Lee K H
Department of Neurosurgery, Tan Tock Seng Hospital, Singapore.
Ann Acad Med Singap. 1993 Mar;22(2):193-6.
Atypical facial pain is a loose term used to encompass a wide range of facial pain syndromes including those of dental and ear, nose and throat (ENT) aetiology. Often, it is associated with psychiatric conditions like depression and psychosomatic illnesses. This facial pain typically does not follow anatomical boundaries or its explainable by present day neurophysiological understanding. The pain is often constant with no remission and is aggravated by stress. Treatment is difficult and often directed to the psychiatric cause. Surgical treatment is contraindicated. Trigeminal neuralgia on the other hand, can be effectively treated. Pain in the trigeminal distribution is paroxysmal, precipitated by trigger factors and there is no pain in between attacks. The aetiology of trigeminal neuralgia is still unknown though current thinking is that there is a peripheral disturbance or damage with cerebral brainstem disinhibition of the trigeminal apparatus. This results in a paroxysmal discharge and reverberation of pain impulses when a trigger point is elicited. Therefore, anti-epileptic drugs like tegretol can be effective in controlling trigeminal neuralgia in the majority of patients, at least in the initial stages. For unknown reasons however, medical treatment either is not effective at all from the very beginning or fails after a few years. Surgery then becomes the only available therapeutic option. If the peripheral disturbance is due to an organic cause like a tumour, surgical approaches should be directed towards its removal. Often the pain will also resolve. If the trigeminal neuralgia is of the idiopathic variety, then the surgeon has a choice of either peripheral percutaneous retrogasserian ganglionectomies or central approaches like microvascular decompression and trigeminal tractotomy.

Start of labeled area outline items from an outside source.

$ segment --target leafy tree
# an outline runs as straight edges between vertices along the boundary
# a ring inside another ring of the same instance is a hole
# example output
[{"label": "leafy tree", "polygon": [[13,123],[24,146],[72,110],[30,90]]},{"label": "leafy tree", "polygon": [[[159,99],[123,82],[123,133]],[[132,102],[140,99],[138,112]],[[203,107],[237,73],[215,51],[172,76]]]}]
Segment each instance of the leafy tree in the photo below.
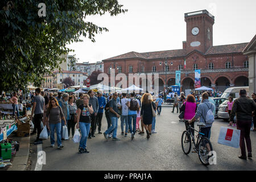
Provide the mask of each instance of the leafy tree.
[{"label": "leafy tree", "polygon": [[65,78],[63,83],[65,84],[65,88],[75,85],[75,81],[70,77]]},{"label": "leafy tree", "polygon": [[[98,76],[102,73],[102,72],[100,71],[100,70],[95,70],[92,73],[90,76],[88,76],[88,78],[90,80],[90,85],[98,84],[102,81],[101,80],[97,80]],[[84,81],[84,85],[85,85],[85,81]]]},{"label": "leafy tree", "polygon": [[[73,50],[66,47],[82,42],[95,42],[95,35],[108,31],[88,15],[124,13],[117,0],[44,0],[46,16],[39,17],[41,0],[0,1],[0,91],[24,89],[26,83],[39,86]],[[76,59],[72,64],[74,64]]]}]

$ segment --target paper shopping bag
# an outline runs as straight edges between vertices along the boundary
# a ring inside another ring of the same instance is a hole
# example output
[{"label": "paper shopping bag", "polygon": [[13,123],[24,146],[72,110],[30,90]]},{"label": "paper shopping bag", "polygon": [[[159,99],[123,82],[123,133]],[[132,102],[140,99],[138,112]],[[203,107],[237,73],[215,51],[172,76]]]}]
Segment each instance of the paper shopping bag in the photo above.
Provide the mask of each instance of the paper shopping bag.
[{"label": "paper shopping bag", "polygon": [[218,135],[218,143],[234,148],[239,147],[240,130],[221,127]]}]

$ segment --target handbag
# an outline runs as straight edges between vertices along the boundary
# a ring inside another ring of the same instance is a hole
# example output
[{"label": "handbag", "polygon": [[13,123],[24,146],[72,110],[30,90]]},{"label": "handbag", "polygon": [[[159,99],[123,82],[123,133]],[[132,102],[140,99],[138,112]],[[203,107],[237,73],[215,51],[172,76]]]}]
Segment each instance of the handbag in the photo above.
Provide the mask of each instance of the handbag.
[{"label": "handbag", "polygon": [[151,108],[152,108],[152,114],[153,115],[153,117],[155,117],[156,115],[155,114],[155,110],[154,109],[152,103],[151,103]]}]

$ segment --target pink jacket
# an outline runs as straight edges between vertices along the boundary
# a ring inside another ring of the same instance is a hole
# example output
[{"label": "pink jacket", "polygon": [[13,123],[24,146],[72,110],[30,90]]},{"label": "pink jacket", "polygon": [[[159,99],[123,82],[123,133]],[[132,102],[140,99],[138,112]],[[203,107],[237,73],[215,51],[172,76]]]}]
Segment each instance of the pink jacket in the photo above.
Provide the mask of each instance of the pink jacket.
[{"label": "pink jacket", "polygon": [[185,102],[184,119],[191,119],[196,115],[196,104],[194,102]]}]

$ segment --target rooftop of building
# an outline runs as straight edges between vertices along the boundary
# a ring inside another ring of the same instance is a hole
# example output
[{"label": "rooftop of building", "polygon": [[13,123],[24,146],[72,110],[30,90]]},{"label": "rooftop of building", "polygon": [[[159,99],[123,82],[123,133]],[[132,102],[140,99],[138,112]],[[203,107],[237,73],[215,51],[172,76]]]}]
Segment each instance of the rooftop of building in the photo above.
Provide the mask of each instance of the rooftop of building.
[{"label": "rooftop of building", "polygon": [[[204,53],[200,52],[205,56],[213,55],[222,55],[229,53],[242,53],[243,49],[248,44],[248,43],[210,46],[209,49]],[[139,58],[141,59],[158,59],[166,58],[175,58],[185,57],[191,52],[187,52],[185,49],[175,49],[168,51],[154,51],[148,52],[137,52],[134,51],[127,52],[119,56],[108,58],[103,60],[109,61],[114,60],[120,60],[124,59]]]}]

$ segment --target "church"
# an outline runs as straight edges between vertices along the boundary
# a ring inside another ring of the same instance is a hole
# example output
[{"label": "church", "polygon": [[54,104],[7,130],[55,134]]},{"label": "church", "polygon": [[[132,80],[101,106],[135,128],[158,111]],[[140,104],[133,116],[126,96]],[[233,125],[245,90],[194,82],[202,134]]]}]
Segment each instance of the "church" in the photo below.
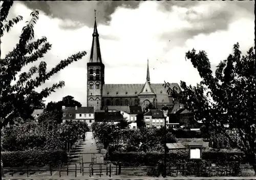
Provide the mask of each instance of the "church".
[{"label": "church", "polygon": [[[148,108],[161,109],[162,105],[174,106],[173,98],[163,86],[163,80],[159,84],[150,83],[148,60],[144,84],[105,84],[105,66],[101,59],[96,18],[92,36],[91,55],[87,63],[87,107],[93,107],[97,111],[105,110],[108,106],[140,106],[144,112]],[[176,87],[178,91],[181,91],[177,83],[170,85],[172,88]]]}]

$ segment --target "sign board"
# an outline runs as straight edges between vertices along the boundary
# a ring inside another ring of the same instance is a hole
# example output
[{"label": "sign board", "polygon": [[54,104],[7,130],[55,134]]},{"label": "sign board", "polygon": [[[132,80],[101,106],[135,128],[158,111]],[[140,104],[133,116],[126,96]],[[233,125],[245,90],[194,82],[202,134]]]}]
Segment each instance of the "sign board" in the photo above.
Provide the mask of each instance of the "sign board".
[{"label": "sign board", "polygon": [[96,162],[97,163],[103,163],[104,161],[104,157],[96,157]]},{"label": "sign board", "polygon": [[202,144],[189,144],[189,159],[202,159]]}]

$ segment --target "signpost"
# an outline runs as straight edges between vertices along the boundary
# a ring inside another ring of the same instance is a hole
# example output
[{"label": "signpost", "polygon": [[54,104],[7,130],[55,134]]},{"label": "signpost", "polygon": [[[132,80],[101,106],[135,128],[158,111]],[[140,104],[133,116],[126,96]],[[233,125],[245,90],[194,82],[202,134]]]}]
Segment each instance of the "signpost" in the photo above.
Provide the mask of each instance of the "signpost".
[{"label": "signpost", "polygon": [[189,159],[202,159],[202,144],[188,144],[189,148]]},{"label": "signpost", "polygon": [[97,163],[103,163],[103,162],[104,162],[103,157],[96,157]]}]

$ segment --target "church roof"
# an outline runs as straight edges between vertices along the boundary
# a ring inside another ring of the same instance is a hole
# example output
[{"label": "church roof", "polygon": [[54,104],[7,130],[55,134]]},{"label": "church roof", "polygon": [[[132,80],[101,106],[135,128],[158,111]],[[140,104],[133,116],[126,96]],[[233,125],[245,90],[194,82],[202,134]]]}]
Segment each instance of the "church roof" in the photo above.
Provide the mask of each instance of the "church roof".
[{"label": "church roof", "polygon": [[[143,86],[143,84],[104,84],[102,86],[102,96],[104,97],[137,96],[141,91]],[[168,95],[167,88],[164,89],[163,84],[151,84],[150,86],[157,95],[164,94]],[[171,88],[175,86],[177,87],[178,92],[181,91],[177,83],[170,83],[170,86]]]},{"label": "church roof", "polygon": [[143,88],[141,89],[140,94],[155,94],[153,90],[151,88],[150,83],[148,81],[146,81]]}]

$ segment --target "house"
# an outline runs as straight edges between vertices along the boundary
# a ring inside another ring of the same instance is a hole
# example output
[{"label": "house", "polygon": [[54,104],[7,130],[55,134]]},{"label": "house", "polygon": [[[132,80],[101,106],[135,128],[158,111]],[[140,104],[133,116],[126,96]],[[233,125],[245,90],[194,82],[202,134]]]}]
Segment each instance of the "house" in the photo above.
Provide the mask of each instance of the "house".
[{"label": "house", "polygon": [[31,116],[32,116],[33,117],[34,117],[35,120],[37,120],[39,116],[40,116],[40,115],[42,114],[43,112],[44,112],[44,109],[35,109],[33,112],[33,113],[31,114]]},{"label": "house", "polygon": [[130,124],[130,128],[137,128],[136,116],[142,113],[142,110],[140,106],[109,106],[108,107],[108,112],[120,111],[128,122],[132,122]]},{"label": "house", "polygon": [[160,110],[148,110],[143,116],[146,127],[160,128],[164,125],[164,117]]},{"label": "house", "polygon": [[89,128],[94,122],[94,108],[93,107],[66,107],[62,106],[62,122],[76,120],[86,121]]},{"label": "house", "polygon": [[118,122],[123,119],[120,111],[107,112],[98,111],[95,112],[95,122]]}]

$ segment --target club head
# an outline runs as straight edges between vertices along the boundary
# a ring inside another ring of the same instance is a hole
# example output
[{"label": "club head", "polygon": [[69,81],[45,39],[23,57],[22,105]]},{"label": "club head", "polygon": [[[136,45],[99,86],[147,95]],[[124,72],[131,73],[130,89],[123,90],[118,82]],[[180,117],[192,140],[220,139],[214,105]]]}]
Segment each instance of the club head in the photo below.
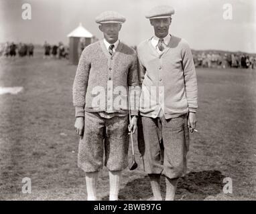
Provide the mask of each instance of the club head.
[{"label": "club head", "polygon": [[129,167],[129,170],[135,170],[138,167],[138,165],[137,164],[135,161],[135,158],[134,158],[134,156],[133,156],[133,161],[130,164]]}]

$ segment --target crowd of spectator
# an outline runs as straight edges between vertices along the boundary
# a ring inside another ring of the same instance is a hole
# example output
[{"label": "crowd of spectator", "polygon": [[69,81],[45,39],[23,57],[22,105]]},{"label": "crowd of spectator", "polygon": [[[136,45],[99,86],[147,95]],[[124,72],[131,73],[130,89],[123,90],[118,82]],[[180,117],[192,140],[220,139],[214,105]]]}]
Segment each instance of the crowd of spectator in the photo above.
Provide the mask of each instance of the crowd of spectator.
[{"label": "crowd of spectator", "polygon": [[65,47],[61,41],[59,42],[58,45],[56,44],[51,45],[49,43],[45,41],[44,48],[44,58],[67,59],[68,58],[68,47]]},{"label": "crowd of spectator", "polygon": [[8,41],[5,43],[1,47],[0,53],[3,56],[14,58],[17,54],[19,57],[24,57],[28,56],[32,57],[34,56],[34,46],[31,43],[26,44],[25,43],[19,43],[15,44],[14,42],[9,43]]},{"label": "crowd of spectator", "polygon": [[[33,57],[34,54],[34,45],[31,43],[25,43],[19,42],[5,42],[0,44],[0,56],[15,58],[16,56],[25,57],[26,56]],[[50,45],[46,41],[43,45],[44,58],[58,58],[67,59],[68,58],[68,47],[64,45],[63,43],[60,41],[58,45]]]},{"label": "crowd of spectator", "polygon": [[196,67],[256,69],[256,57],[243,53],[227,54],[194,51]]}]

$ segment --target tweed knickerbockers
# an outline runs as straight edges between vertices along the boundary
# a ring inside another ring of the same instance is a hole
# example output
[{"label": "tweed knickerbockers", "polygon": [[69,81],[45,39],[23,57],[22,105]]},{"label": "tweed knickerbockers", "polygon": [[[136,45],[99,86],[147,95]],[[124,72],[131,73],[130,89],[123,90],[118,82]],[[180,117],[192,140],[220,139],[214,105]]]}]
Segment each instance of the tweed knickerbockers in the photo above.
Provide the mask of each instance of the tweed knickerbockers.
[{"label": "tweed knickerbockers", "polygon": [[138,144],[145,158],[145,173],[163,174],[170,179],[184,175],[189,149],[187,114],[170,119],[164,116],[139,119]]},{"label": "tweed knickerbockers", "polygon": [[[105,165],[115,171],[128,166],[128,116],[101,117],[98,112],[84,112],[84,131],[78,149],[78,167],[85,172],[100,171]],[[105,140],[103,140],[103,139]]]}]

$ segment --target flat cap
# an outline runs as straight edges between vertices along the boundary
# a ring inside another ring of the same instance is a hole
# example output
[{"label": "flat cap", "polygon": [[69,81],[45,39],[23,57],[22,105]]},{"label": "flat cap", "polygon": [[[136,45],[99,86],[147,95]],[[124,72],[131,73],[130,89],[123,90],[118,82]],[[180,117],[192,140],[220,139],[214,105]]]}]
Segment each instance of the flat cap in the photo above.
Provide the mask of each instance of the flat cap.
[{"label": "flat cap", "polygon": [[159,5],[152,8],[146,14],[145,17],[147,19],[160,19],[167,18],[174,14],[174,9],[168,5]]},{"label": "flat cap", "polygon": [[99,15],[96,17],[95,21],[99,24],[104,23],[124,23],[125,17],[116,11],[108,11]]}]

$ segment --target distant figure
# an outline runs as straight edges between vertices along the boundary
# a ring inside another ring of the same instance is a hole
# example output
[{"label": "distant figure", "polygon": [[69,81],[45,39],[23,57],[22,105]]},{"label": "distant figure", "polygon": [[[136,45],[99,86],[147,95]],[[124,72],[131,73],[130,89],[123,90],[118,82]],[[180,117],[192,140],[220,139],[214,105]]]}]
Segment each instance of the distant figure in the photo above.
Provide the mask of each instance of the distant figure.
[{"label": "distant figure", "polygon": [[47,41],[45,41],[44,45],[44,58],[50,58],[50,51],[51,50],[51,46],[50,45],[49,43],[47,43]]},{"label": "distant figure", "polygon": [[244,55],[242,55],[241,58],[241,68],[245,68],[246,67],[245,56]]},{"label": "distant figure", "polygon": [[229,63],[228,55],[227,54],[225,54],[223,56],[222,64],[222,68],[229,68]]},{"label": "distant figure", "polygon": [[9,42],[5,42],[4,46],[3,46],[3,55],[5,57],[8,57],[10,54],[10,45],[9,44]]},{"label": "distant figure", "polygon": [[56,58],[58,53],[58,46],[56,45],[54,45],[52,46],[52,56]]},{"label": "distant figure", "polygon": [[207,60],[208,68],[211,68],[212,67],[212,54],[210,52],[206,55],[206,60]]},{"label": "distant figure", "polygon": [[34,47],[31,43],[27,45],[28,56],[29,58],[34,56]]},{"label": "distant figure", "polygon": [[249,68],[250,67],[250,60],[249,56],[247,55],[245,58],[245,68]]},{"label": "distant figure", "polygon": [[78,57],[81,56],[82,51],[86,47],[85,38],[81,37],[80,38],[80,41],[78,43]]},{"label": "distant figure", "polygon": [[16,56],[16,49],[17,45],[12,42],[10,45],[10,56],[11,57],[15,57]]},{"label": "distant figure", "polygon": [[231,54],[231,67],[232,68],[237,68],[238,67],[238,57],[235,56],[234,54]]},{"label": "distant figure", "polygon": [[17,47],[18,49],[19,56],[21,58],[21,57],[22,57],[22,43],[21,43],[21,42],[19,43]]}]

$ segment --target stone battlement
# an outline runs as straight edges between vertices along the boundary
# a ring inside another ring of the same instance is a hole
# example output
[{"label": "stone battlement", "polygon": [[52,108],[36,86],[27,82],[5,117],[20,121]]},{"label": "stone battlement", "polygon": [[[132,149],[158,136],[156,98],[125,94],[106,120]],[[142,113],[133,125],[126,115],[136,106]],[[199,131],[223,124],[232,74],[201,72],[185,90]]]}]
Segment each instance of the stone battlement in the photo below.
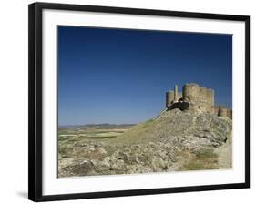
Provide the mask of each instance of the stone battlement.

非典型面部疼痛是一个宽泛的术语,用于涵盖多种面部疼痛综合征,包括那些由牙科及耳鼻喉科病因引起的综合征。通常,它与抑郁症和身心疾病等精神状况有关。这种面部疼痛通常不遵循解剖学边界,也无法用当今的神经生理学知识来解释。疼痛常常持续存在且无缓解,压力会使其加剧。治疗困难,通常针对精神病因。禁忌进行手术治疗。另一方面,三叉神经痛可以得到有效治疗。三叉神经分布区域的疼痛是阵发性的,由触发因素诱发,发作间期无疼痛。虽然目前认为三叉神经痛的病因是三叉神经装置的外周紊乱或损伤伴脑干去抑制,但三叉神经痛的病因仍然不明。这会导致当触发点被激发时,疼痛冲动出现阵发性放电和回荡。因此,像卡马西平这样的抗癫痫药物在大多数患者中,至少在初始阶段,能有效控制三叉神经痛。然而,出于未知原因,药物治疗要么从一开始就完全无效,要么几年后失效。此时手术就成为唯一可行的治疗选择。如果外周紊乱是由肿瘤等器质性原因引起的,手术方法应针对切除肿瘤。通常疼痛也会随之缓解。如果三叉神经痛是特发性的,那么外科医生可以选择外周经皮半月神经节切除术或微血管减压术和三叉神经束切断术等中枢性手术方法。